Allongé dans mes fourrures, à l'abri dans ma tente, je pense à la Femme-Lune et au voyage qui nous attend encore, aux paysages que nous allons rencontrer et aux dangers que le dieu-sans-nom va poser sur notre route ; mon cœur s'emballe.

La chaleur d'Amaruq me procure un bien-être auquel je me raccroche. Le loup noir fait des allers-retours entre l'intérieur et l'extérieur, alternant de courtes phases de sommeil. Alerte, il surveille avec Mumbaÿ le camp. Le sommeil finit par me happer, et je reviens à moi à l'aube. L'air glacé me fait frissonner.

Les fourrures douces me retiennent encore un peu ; je grogne, tant je ne veux pas me lever. Mais la voix de Qahim, dure et autoritaire, me force à me redresser.

« Sigur ! Sigur, allez, bouge-toi ! »

La marche de la veille a rendu mes muscles ankylosés. Ma jambe infirme lance des éclairs de douleurs intenses. Je serre les dents, enlève le cuir tendu entre les trois piquets et commence à ranger mes affaires. Amaruq est absent, ainsi que Mumbaÿ, sans doute en train de chasser ou d'explorer les alentours. Je ne m'en inquiète pas, préférant saluer Oko et Krania, les paupières alourdies par le sommeil.

Je suspends une outre à côté des braises moribondes, et je saisis ma gourde.

Qahim commence à ranimer le feu.

« Je vais chercher de l'eau. » je grogne.

Il hoche la tête, passe une main dans ses cheveux longs. Il garde le silence. Emportant avec moi mon bâton de sorcier, je quitte les bois pour rejoindre un ruisseau un peu plus loin où j'en profite pour faire mes ablutions du matin et uriner tranquillement. Une fois rafraîchis et les idées plus claires, je commence mes exercices de respirations, paumes tendues vers le ciel pour m'ouvrir au vent, aux nuages, aux arbres qui m'entourent.

Des insectes bourdonnent, moucherons, criquets, sauterelles, tant la douceur de ces quelques jours les réveillent et les rend actifs.

Dans le lointain, je peux presque entendre les aurochs partir vers le sud à mesure que l'été s'allonge. Quand je reviens vers le camp, Qahim a prit la liberté de ranger ma tente et de plier le cuir. Je le remercie d'un sourire. Ce dernier évite le contact oculaire.

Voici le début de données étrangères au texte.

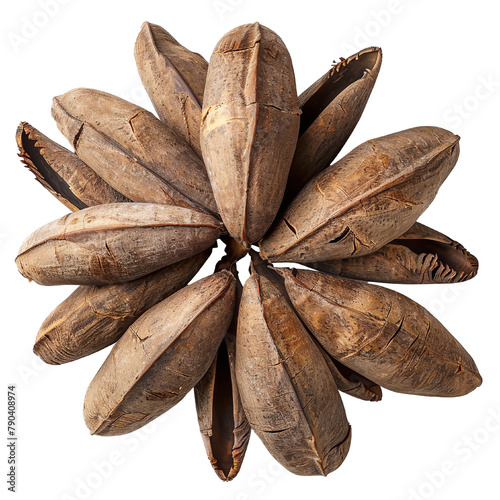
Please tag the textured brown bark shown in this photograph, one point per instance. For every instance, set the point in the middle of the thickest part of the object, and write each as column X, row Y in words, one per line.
column 382, row 334
column 366, row 199
column 288, row 393
column 347, row 380
column 421, row 255
column 331, row 108
column 174, row 78
column 224, row 427
column 132, row 150
column 161, row 357
column 249, row 128
column 94, row 317
column 114, row 243
column 61, row 172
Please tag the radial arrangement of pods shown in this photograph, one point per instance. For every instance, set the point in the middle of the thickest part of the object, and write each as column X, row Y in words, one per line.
column 235, row 154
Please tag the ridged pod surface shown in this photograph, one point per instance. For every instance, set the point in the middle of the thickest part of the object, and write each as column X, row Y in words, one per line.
column 288, row 393
column 331, row 108
column 161, row 357
column 114, row 243
column 174, row 78
column 133, row 150
column 382, row 334
column 368, row 198
column 94, row 317
column 62, row 173
column 249, row 128
column 421, row 255
column 223, row 425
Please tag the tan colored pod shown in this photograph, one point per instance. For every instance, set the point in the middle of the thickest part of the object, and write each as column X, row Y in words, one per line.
column 131, row 149
column 94, row 317
column 382, row 334
column 61, row 172
column 174, row 78
column 347, row 380
column 421, row 255
column 331, row 108
column 161, row 357
column 288, row 393
column 114, row 243
column 249, row 128
column 366, row 199
column 224, row 427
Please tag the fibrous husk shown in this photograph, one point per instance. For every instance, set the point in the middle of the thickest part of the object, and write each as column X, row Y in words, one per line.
column 161, row 357
column 224, row 427
column 349, row 381
column 249, row 128
column 366, row 199
column 288, row 393
column 62, row 173
column 132, row 150
column 94, row 317
column 114, row 243
column 174, row 78
column 331, row 108
column 421, row 255
column 382, row 335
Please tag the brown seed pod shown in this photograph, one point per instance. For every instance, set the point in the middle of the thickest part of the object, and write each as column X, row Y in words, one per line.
column 366, row 199
column 288, row 393
column 347, row 380
column 249, row 128
column 331, row 108
column 132, row 150
column 174, row 78
column 94, row 317
column 62, row 173
column 224, row 427
column 114, row 243
column 161, row 357
column 382, row 334
column 421, row 255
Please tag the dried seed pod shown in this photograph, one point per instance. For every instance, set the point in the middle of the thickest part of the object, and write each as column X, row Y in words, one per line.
column 366, row 199
column 331, row 108
column 61, row 172
column 288, row 393
column 382, row 334
column 161, row 357
column 349, row 381
column 132, row 150
column 249, row 128
column 224, row 427
column 421, row 255
column 114, row 243
column 94, row 317
column 174, row 78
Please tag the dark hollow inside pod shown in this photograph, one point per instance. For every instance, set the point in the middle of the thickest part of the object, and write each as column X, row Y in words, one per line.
column 449, row 254
column 222, row 412
column 335, row 85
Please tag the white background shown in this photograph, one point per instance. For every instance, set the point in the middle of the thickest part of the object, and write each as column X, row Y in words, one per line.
column 440, row 68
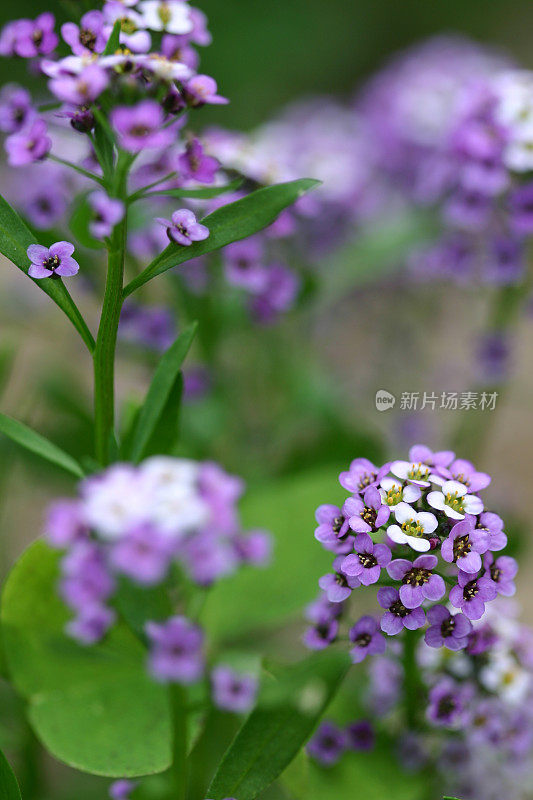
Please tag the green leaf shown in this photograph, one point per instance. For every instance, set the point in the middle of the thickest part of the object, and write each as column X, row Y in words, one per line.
column 160, row 394
column 286, row 508
column 95, row 709
column 82, row 216
column 9, row 789
column 33, row 441
column 15, row 238
column 280, row 725
column 113, row 43
column 203, row 193
column 228, row 224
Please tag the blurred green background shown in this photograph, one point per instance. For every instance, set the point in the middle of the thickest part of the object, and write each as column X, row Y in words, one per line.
column 267, row 53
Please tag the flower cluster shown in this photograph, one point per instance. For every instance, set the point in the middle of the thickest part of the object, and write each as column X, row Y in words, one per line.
column 134, row 523
column 418, row 530
column 136, row 96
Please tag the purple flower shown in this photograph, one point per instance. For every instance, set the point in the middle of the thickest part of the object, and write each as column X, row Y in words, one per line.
column 368, row 560
column 86, row 580
column 141, row 126
column 367, row 515
column 465, row 545
column 64, row 524
column 468, row 209
column 35, row 37
column 337, row 585
column 143, row 555
column 493, row 357
column 81, row 89
column 506, row 261
column 8, row 37
column 448, row 703
column 418, row 579
column 232, row 691
column 54, row 260
column 175, row 651
column 447, row 630
column 121, row 790
column 360, row 736
column 202, row 89
column 367, row 639
column 454, row 500
column 173, row 48
column 183, row 228
column 243, row 265
column 327, row 745
column 492, row 525
column 91, row 624
column 464, row 472
column 397, row 616
column 471, row 594
column 332, row 525
column 108, row 212
column 362, row 474
column 521, row 210
column 502, row 572
column 88, row 37
column 16, row 108
column 195, row 165
column 29, row 144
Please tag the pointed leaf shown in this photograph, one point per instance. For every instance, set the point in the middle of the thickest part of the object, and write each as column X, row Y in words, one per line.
column 159, row 393
column 82, row 216
column 9, row 789
column 33, row 441
column 280, row 725
column 15, row 238
column 228, row 224
column 94, row 708
column 113, row 43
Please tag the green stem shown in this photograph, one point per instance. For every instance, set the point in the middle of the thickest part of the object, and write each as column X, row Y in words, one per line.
column 104, row 353
column 505, row 314
column 178, row 770
column 412, row 681
column 76, row 168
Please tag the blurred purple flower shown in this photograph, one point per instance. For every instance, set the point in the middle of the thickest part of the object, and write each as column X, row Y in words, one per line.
column 54, row 260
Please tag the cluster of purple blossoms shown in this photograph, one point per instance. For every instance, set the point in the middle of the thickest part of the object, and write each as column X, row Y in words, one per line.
column 419, row 532
column 413, row 529
column 134, row 522
column 330, row 741
column 148, row 92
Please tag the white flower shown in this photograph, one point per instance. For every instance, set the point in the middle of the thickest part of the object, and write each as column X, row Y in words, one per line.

Il semble autant souffler le froid que le chaud. J'ai bien conscience qu'il aurait préférer revenir de son voyage acclamé par les siens, et faire la fête pendant des jours au lieu de m'accompagner dans un voyage dont on ne sait pas, finalement, si l'on va revenir.

« Sorcier Sigur, tu en as mis du temps à revenir de tes ablutions, fait-il remarquer.

— Comment sais-tu que...

— Oceyäne, dit-il avec un sourire. Dois-je te rappeler qu'elle est ma mère avec Izna ? »

Il secoue la tête, remplis l'outre avec l'eau que je lui donne et plonge les galets brûlants. Krania fait réchauffer sur les pierres du foyer quelques galettes de céréales et Oko ferme nos sacs. Amaruq et Mumbaÿ décident de cet instant pour faire leur retour, langue pendante. Mon ami loup me lèche les doigts et le cou, tout en poussant des grognements de satisfaction.

« Aaah, Amaruq ! m'exclamé-je en le retenant par les poils de son cou, tu es lourd ! »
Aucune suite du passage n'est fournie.